Union Pacific Corp. (NYSE:UNP) is demonstrating a clear acceleration in its operational and financial performance, fueled by significant productivity gains and a strong earnings beat in its latest quarter.
This resurgence, coupled with strategic advancements and a dividend increase, signals a strong trajectory for the rail giant amid evolving market dynamics.
Bank of America Securities (BofA) analyst Ken Hoexter reiterated a Buy rating on Union Pacific Corp. and raised the price forecast to $271 from $262, citing growing confidence in the company’s operational and financial trajectory under CEO Jim Vena.
Also Read: Is Warren Buffett’s $347 Billion Cash Buying Railroads? Here’s What The Oracle Of Omaha Said
Hoexter now applies a 20.5x multiple to 2026 EPS, above Union Pacific’s historical 14x–20x range, to reflect meaningful improvements in service, cost discipline, and the cultural transformation already underway.
He expects a strong earnings recovery in 2025, with EPS projected to rise from $11.06 in 2024 to $11.80 in 2025 and $13.20 in 2026. This outlook aligns with management’s long-term target of high-single to low-double-digit compound annual growth.
The second-quarter earnings beat, $3.03 adjusted EPS versus $2.92 consensus, and an industry-best adjusted operating ratio of 58.1% further strengthen his conviction in the turnaround story.
While acknowledging potential dilution risks from merger talks with Norfolk Southern (NYSE:NSC), Hoexter sees the proposed combination as strategically aligned with the Trump administration’s push to modernize U.S. infrastructure and create a more competitive transcontinental rail network.

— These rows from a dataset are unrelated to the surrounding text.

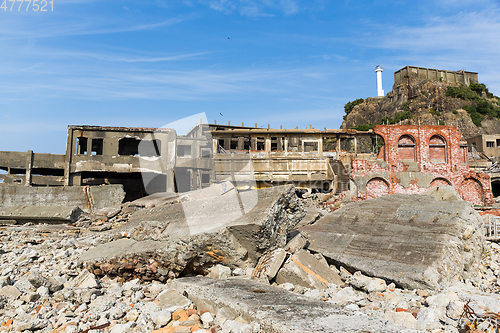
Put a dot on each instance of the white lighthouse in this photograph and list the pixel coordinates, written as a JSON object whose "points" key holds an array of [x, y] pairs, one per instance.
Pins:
{"points": [[380, 91]]}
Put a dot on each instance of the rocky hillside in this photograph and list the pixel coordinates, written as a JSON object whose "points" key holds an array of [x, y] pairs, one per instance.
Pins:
{"points": [[474, 109]]}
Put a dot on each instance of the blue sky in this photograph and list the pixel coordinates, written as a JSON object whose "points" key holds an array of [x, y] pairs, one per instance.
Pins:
{"points": [[277, 62]]}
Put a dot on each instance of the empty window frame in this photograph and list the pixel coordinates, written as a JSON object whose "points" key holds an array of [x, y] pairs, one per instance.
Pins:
{"points": [[260, 144], [294, 144], [81, 146], [277, 143], [437, 149], [128, 146], [97, 146]]}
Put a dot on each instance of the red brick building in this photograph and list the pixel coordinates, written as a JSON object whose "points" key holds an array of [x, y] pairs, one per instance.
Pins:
{"points": [[415, 158]]}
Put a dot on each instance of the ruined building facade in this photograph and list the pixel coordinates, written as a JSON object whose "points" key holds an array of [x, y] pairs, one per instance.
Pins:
{"points": [[416, 158], [389, 159]]}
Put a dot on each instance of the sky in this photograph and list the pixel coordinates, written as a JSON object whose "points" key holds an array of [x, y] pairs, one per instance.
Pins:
{"points": [[280, 62]]}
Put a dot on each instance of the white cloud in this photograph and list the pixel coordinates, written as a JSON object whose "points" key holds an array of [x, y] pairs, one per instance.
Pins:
{"points": [[253, 8]]}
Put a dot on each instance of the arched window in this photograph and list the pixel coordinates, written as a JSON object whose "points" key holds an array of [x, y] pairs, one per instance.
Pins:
{"points": [[406, 148], [437, 149]]}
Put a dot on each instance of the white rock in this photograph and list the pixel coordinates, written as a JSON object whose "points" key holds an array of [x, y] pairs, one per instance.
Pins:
{"points": [[161, 318]]}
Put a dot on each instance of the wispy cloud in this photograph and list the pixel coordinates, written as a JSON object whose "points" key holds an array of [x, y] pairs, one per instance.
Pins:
{"points": [[253, 8]]}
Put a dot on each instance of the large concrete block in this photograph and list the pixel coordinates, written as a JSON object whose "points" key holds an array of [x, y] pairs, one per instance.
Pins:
{"points": [[231, 228], [307, 270], [82, 196], [414, 240]]}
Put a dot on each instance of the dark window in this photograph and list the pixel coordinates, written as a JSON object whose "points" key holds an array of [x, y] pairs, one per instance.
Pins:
{"points": [[206, 152], [81, 146], [150, 148], [310, 146], [183, 150], [97, 145], [128, 146], [17, 171]]}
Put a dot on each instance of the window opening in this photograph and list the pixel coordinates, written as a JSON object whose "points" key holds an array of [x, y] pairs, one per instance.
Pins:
{"points": [[97, 145], [128, 146], [81, 145]]}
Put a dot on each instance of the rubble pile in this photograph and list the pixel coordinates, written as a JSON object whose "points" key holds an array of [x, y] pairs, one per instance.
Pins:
{"points": [[264, 271]]}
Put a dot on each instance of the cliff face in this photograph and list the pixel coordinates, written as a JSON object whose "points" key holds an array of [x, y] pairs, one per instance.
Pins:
{"points": [[424, 101]]}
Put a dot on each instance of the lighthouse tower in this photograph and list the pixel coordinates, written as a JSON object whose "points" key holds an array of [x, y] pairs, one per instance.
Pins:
{"points": [[380, 91]]}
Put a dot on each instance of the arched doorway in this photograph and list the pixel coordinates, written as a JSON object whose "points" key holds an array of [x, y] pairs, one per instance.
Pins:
{"points": [[471, 190]]}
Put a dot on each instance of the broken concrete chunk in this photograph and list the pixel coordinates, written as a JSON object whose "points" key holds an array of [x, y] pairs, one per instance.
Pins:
{"points": [[84, 280], [275, 309], [413, 240], [268, 265], [306, 270], [298, 242], [219, 272], [172, 300], [366, 283]]}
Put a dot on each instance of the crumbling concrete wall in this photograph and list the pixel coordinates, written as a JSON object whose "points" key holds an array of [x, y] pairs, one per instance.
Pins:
{"points": [[85, 197], [417, 158]]}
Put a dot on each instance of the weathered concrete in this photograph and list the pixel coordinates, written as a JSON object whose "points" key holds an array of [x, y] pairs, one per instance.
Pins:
{"points": [[413, 240], [191, 236], [45, 214], [84, 197], [275, 309]]}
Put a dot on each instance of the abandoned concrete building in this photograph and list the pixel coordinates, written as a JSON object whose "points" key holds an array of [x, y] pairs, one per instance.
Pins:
{"points": [[388, 159], [415, 158], [460, 76]]}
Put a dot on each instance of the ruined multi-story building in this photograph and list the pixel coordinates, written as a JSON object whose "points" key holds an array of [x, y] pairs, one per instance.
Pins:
{"points": [[415, 158], [460, 76], [389, 159]]}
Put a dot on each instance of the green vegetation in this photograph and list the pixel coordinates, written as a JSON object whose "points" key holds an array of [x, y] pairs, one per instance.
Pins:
{"points": [[350, 105]]}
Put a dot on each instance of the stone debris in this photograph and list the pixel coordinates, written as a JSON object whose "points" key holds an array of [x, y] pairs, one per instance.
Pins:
{"points": [[46, 285]]}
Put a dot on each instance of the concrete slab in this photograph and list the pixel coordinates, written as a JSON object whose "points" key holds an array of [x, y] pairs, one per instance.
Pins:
{"points": [[41, 214], [414, 240], [85, 197], [275, 309]]}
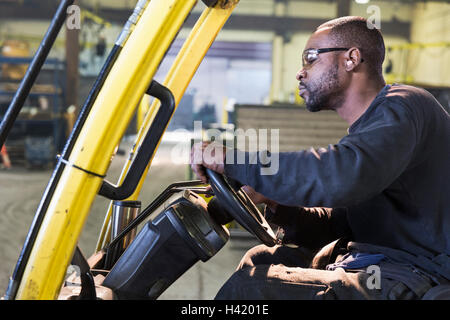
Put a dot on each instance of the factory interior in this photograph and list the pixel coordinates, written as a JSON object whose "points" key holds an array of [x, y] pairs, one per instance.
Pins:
{"points": [[246, 81]]}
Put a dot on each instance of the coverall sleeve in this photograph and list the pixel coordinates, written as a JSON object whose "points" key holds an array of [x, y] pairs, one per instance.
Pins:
{"points": [[312, 228], [360, 166]]}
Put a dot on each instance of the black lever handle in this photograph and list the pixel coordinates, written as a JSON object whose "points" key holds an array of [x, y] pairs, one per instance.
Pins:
{"points": [[147, 148]]}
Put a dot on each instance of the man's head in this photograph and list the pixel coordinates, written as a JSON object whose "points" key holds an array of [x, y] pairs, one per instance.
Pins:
{"points": [[337, 51]]}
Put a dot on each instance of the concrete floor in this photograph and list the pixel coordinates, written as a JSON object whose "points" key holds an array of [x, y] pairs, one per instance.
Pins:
{"points": [[22, 189]]}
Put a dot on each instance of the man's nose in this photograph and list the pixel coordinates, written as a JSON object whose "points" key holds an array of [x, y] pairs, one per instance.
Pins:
{"points": [[301, 74]]}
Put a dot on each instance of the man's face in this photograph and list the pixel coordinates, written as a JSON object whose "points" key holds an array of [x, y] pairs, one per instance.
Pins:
{"points": [[319, 81]]}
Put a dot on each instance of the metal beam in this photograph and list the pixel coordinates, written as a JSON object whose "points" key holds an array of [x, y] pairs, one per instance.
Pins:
{"points": [[280, 25]]}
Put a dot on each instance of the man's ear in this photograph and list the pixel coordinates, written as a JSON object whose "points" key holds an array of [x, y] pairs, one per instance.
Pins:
{"points": [[352, 58]]}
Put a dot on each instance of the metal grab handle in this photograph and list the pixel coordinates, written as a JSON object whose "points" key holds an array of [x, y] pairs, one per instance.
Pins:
{"points": [[147, 148]]}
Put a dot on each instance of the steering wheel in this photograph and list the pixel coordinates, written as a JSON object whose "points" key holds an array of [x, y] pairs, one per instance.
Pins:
{"points": [[241, 208]]}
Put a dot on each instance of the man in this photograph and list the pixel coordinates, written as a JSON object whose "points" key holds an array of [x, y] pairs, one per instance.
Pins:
{"points": [[370, 215]]}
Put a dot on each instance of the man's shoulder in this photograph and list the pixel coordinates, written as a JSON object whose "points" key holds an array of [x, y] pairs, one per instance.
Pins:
{"points": [[407, 94]]}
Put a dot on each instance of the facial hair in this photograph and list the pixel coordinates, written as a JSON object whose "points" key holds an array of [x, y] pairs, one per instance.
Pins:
{"points": [[322, 91]]}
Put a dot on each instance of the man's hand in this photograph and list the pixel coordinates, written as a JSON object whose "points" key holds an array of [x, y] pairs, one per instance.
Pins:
{"points": [[207, 155], [258, 198]]}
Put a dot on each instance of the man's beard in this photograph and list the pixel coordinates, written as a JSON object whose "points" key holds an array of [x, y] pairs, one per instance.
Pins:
{"points": [[322, 91]]}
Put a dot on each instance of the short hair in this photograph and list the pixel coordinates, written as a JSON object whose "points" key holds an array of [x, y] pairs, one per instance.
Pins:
{"points": [[353, 31]]}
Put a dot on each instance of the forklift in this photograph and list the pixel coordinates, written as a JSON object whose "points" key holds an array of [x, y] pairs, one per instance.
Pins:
{"points": [[179, 227]]}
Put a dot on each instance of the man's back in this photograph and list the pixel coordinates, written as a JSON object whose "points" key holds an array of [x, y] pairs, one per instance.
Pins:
{"points": [[412, 213]]}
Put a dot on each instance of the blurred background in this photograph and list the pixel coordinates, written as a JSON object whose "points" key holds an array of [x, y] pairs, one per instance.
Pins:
{"points": [[246, 81]]}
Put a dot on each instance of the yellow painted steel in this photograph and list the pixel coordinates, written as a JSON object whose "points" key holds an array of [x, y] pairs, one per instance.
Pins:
{"points": [[183, 69], [110, 115]]}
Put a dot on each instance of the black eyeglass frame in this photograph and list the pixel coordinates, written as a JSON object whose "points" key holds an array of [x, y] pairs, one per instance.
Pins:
{"points": [[319, 51]]}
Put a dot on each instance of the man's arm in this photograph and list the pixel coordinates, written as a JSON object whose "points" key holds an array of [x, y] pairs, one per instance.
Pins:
{"points": [[312, 228], [360, 166]]}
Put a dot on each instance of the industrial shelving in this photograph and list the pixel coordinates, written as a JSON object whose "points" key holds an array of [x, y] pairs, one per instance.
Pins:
{"points": [[39, 133]]}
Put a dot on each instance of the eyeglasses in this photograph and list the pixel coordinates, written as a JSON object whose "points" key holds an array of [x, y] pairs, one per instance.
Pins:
{"points": [[311, 55]]}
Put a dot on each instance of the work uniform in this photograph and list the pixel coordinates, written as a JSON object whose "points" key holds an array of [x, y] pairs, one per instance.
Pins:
{"points": [[383, 190]]}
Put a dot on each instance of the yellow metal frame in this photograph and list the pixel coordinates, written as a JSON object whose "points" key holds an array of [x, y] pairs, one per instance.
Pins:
{"points": [[107, 122], [109, 117], [178, 78]]}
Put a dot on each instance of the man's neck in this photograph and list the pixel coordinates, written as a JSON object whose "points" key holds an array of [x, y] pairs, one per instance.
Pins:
{"points": [[357, 100]]}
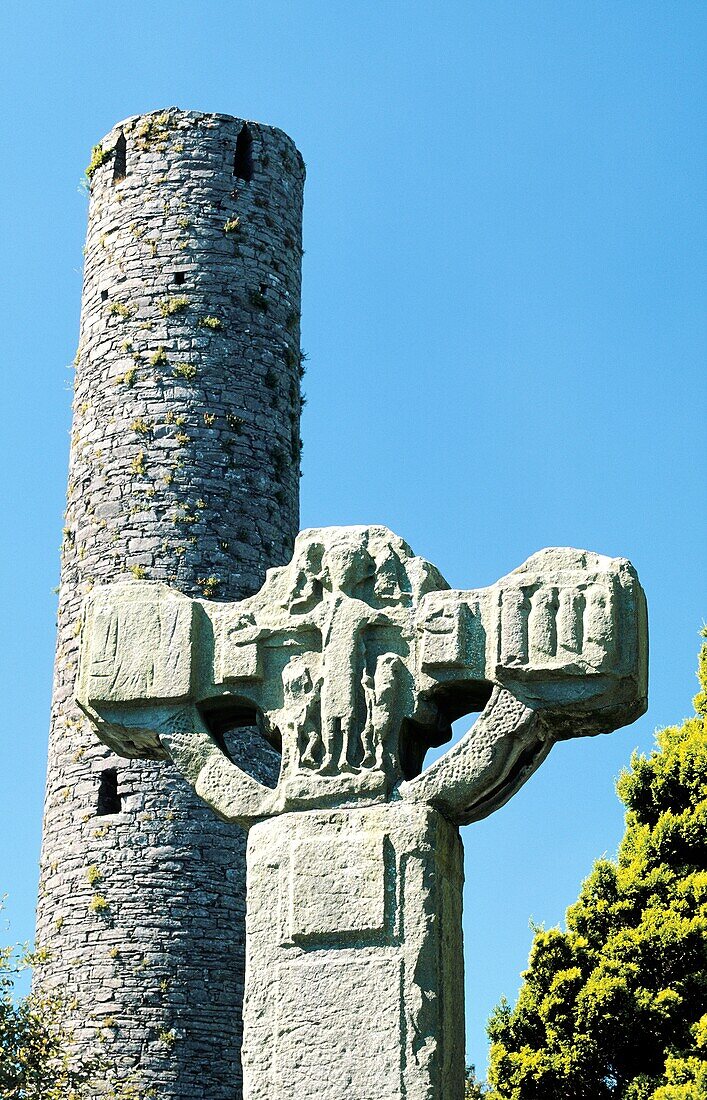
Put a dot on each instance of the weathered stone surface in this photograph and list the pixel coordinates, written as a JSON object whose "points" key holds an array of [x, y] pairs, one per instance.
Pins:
{"points": [[355, 659], [184, 469]]}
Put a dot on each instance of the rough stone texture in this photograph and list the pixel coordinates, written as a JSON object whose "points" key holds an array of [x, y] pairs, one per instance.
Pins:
{"points": [[354, 659], [184, 468], [354, 976]]}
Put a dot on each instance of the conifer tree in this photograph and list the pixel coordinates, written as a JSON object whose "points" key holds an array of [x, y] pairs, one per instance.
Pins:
{"points": [[616, 1005]]}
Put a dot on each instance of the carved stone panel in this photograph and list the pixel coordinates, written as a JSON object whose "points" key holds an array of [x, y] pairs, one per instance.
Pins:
{"points": [[354, 982]]}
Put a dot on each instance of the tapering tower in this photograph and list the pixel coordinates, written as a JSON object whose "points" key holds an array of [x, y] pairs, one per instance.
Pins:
{"points": [[185, 469]]}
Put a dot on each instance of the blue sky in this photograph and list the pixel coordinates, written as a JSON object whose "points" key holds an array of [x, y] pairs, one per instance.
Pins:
{"points": [[501, 287]]}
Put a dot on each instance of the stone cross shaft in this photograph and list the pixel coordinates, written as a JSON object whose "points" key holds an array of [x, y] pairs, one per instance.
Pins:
{"points": [[354, 660]]}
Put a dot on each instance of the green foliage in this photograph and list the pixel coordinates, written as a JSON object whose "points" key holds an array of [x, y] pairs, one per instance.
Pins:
{"points": [[176, 304], [36, 1056], [616, 1007], [120, 309], [99, 155], [187, 371]]}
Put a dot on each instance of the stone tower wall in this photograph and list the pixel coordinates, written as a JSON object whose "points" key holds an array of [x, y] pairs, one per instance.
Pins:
{"points": [[185, 469]]}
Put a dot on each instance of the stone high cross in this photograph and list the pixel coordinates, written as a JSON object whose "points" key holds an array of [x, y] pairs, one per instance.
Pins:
{"points": [[353, 661]]}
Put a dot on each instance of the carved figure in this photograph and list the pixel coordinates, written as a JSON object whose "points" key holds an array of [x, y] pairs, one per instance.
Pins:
{"points": [[356, 658]]}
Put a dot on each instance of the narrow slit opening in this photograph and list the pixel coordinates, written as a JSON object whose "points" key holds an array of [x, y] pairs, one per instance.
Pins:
{"points": [[109, 799], [120, 162], [243, 157]]}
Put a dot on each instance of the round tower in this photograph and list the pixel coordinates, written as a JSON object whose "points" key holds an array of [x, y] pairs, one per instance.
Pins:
{"points": [[185, 469]]}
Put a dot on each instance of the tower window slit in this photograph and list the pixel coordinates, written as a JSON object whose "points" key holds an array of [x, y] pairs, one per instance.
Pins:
{"points": [[243, 158], [109, 800], [120, 162]]}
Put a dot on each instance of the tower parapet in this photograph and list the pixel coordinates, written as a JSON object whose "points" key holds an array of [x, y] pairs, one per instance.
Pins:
{"points": [[185, 469]]}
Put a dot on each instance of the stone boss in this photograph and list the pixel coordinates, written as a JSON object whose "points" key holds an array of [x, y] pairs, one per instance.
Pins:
{"points": [[354, 660]]}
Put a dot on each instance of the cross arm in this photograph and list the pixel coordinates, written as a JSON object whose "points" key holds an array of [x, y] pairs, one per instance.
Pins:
{"points": [[562, 645], [147, 661]]}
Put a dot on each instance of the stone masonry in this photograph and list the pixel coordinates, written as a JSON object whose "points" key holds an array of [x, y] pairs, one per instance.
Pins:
{"points": [[354, 660], [184, 469]]}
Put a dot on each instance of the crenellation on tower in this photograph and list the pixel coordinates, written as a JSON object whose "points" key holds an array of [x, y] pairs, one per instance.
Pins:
{"points": [[184, 468]]}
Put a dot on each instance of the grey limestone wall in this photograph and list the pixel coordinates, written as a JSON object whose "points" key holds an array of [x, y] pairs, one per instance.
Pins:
{"points": [[185, 469]]}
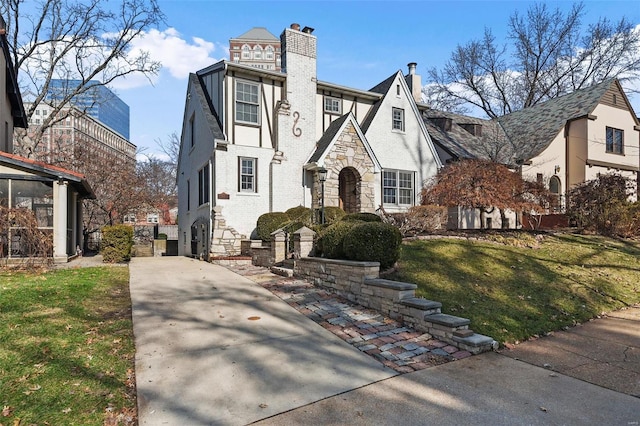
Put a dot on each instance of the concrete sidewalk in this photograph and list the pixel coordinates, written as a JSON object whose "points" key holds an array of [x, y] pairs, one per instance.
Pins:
{"points": [[213, 347], [216, 348]]}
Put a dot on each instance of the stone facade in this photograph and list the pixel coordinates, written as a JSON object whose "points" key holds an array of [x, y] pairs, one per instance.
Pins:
{"points": [[348, 155]]}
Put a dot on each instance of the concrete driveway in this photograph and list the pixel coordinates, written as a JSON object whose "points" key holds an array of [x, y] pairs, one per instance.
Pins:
{"points": [[213, 347]]}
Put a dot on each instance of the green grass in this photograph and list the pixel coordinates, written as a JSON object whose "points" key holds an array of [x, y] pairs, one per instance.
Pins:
{"points": [[513, 293], [66, 347]]}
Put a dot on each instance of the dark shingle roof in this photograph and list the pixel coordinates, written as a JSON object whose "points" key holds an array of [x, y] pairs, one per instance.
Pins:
{"points": [[531, 130], [489, 142], [328, 136], [514, 137]]}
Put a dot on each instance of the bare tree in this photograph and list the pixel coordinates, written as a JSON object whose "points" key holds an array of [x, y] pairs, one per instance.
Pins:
{"points": [[483, 185], [87, 42], [549, 55]]}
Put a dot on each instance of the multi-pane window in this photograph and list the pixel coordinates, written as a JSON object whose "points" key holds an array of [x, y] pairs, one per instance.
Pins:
{"points": [[615, 141], [203, 185], [332, 105], [397, 187], [247, 174], [247, 102], [129, 218], [398, 119]]}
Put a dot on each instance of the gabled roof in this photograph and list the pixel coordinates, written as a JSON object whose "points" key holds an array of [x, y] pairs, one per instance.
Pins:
{"points": [[330, 137], [13, 91], [257, 33], [520, 135], [48, 170], [532, 129], [490, 142]]}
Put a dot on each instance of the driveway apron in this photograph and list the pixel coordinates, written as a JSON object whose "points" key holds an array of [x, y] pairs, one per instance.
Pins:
{"points": [[213, 347]]}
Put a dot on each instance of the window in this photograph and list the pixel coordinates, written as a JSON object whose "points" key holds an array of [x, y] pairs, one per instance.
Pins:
{"points": [[398, 119], [397, 187], [247, 102], [246, 52], [247, 174], [615, 141], [129, 218], [192, 129], [188, 195], [332, 105], [203, 185]]}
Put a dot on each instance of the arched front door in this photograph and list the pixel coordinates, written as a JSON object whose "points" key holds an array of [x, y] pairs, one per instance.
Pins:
{"points": [[349, 190]]}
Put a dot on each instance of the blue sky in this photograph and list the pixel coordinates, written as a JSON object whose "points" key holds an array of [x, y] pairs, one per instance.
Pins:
{"points": [[360, 43]]}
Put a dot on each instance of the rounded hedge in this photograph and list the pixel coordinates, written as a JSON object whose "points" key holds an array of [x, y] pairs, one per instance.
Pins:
{"points": [[116, 244], [269, 222], [331, 241], [333, 214], [373, 241], [361, 217]]}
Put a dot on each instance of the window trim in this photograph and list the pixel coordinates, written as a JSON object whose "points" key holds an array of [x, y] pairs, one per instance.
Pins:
{"points": [[399, 120], [611, 148], [237, 102], [337, 102], [397, 188], [254, 175]]}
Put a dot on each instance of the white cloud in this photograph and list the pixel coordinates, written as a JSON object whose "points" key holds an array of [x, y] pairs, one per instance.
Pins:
{"points": [[178, 56]]}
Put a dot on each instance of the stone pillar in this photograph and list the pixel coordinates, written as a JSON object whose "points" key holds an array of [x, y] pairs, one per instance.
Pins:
{"points": [[60, 212], [278, 246], [303, 242]]}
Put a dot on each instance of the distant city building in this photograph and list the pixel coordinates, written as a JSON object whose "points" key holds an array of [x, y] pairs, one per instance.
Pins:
{"points": [[75, 135], [257, 48], [98, 101]]}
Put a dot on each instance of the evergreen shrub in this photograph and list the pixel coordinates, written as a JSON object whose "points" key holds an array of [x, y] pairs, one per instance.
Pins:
{"points": [[373, 241], [116, 244], [269, 222], [361, 217]]}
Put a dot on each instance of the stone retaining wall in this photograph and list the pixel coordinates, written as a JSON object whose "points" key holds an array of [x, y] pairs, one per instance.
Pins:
{"points": [[358, 282]]}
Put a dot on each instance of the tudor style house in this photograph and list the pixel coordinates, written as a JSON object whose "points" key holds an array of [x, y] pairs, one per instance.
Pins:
{"points": [[52, 193], [561, 143], [253, 141]]}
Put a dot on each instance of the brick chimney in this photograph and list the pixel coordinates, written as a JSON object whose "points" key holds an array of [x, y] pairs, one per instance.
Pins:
{"points": [[414, 82]]}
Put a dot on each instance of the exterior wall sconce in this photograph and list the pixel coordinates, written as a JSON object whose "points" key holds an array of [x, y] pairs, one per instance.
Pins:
{"points": [[322, 177]]}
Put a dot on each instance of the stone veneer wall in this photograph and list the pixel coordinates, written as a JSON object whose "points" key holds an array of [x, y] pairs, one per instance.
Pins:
{"points": [[359, 283]]}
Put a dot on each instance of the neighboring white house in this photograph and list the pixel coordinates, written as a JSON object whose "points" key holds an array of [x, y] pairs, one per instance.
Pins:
{"points": [[561, 143], [253, 141]]}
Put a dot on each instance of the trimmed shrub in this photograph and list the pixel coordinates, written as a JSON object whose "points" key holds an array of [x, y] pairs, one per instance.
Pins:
{"points": [[269, 222], [331, 240], [361, 217], [373, 241], [301, 214], [333, 214], [116, 244]]}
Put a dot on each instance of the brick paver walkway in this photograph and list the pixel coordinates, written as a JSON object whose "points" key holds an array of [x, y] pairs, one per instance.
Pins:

He also expects Union Pacific to maintain healthy leverage between 2.7x and 3.0x, continue scaling its share repurchase program, and reaccelerate top-line growth.
Union Pacific outperformed in the second quarter, posting $6.15 billion in revenue, up 2% year over year, driven by 4% volume growth, strong core pricing, and record productivity.
Adjusted operating income rose 5% to $2.53 billion, while key efficiency metrics showed notable gains: freight car velocity improved 10%, locomotive productivity increased 5%, and workforce productivity jumped 9%.
The board approved a 3% increase in the quarterly dividend to $1.38 per share, payable Sept. 30. Management reaffirmed its full-year guidance, with earnings tracking toward the high end of its long-term growth outlook.
Beyond BofA, other analysts have also adjusted their positions on Union Pacific. Wells Fargo analyst Christian Wetherbee maintained an Overweight rating and raised his price target from $250 to $260. Conversely, Evercore ISI’s Jonathan Chappell maintained an In-Line rating but slightly trimmed his price target from $244 to $238. Notably, Jefferies analyst Stephanie Moore upgraded the stock from Hold to Buy, significantly lifting her price target from $250 to $285.
Price Action: UNP shares are trading higher by 2.27% at $224.64 at the last check on Friday.